Figuring out who will be in the playoffs is almost over in the West. As for who is likely to play who, that couldn’t be more wide open. It is very possible that seven teams will finish the season with at least 100 points, but none will get to 110.
How Important Is This Race?
All seven teams are in a rush to the finish line, but how important is it to get a higher seed? In a recent article, I documented the lack of a correlation between playoff seed and playoff success. Higher seeds have won exactly half of their playoff series in the last four years, a record of 30-30. In Game 7s over the last five years, home teams have a record of 13-16.
The irony is this: what appears to be a heated battle for playoff positioning is largely meaningless. But don’t tell that to the players or coaches or writers.
One team will play a series against the defending champs featuring Jonathan Toews and the league’s runaway points leader, Patrick Kane. Some team is going to face Nashville. Goalie Pekka Rinne is returning to elite form and the Predators haven’t lost in regulation in their last dozen games. Want to face Anaheim? They are even hotter; they haven’t lost in regulation in their last fourteen games.

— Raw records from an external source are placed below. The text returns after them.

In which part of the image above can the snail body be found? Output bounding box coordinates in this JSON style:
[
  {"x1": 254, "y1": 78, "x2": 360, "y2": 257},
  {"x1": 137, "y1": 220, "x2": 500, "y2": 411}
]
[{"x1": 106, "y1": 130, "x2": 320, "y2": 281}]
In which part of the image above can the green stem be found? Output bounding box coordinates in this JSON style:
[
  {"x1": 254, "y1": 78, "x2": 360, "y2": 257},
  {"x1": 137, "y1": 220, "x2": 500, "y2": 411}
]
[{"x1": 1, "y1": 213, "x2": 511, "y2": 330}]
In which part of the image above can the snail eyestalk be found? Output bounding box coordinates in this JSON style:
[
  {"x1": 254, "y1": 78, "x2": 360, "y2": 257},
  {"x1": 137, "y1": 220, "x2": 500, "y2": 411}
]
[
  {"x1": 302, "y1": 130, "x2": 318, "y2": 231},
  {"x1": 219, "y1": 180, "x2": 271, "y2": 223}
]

Good luck against the Sharks. With high scoring defenseman Brent Burns on a roll, they now have three of the league’s top 15 point scorers. The Stars have two of the league’s top point five scorers. Los Angeles will not be an easy out, with its multi-Cup winning core of Drew Doughty, Anze Kopitar and Jonathan Quick in tact. It appears the Blues, already with the NHL’s top-rated penalty kill, will get goalie Brian Elliott back before the playoffs. Elliott is tied for second in the league in save percentage. All of these teams present several major obstacles for whatever opponent awaits them.
Seven teams are very close in the standings and whoever finishes eighth is likely going to be a hot team entering the postseason. The oft-used cliché about any team being capable of beating any other team is completely credible.
From here on out, the Wild Wild West is going to be insanely entertaining. Enjoy the ride!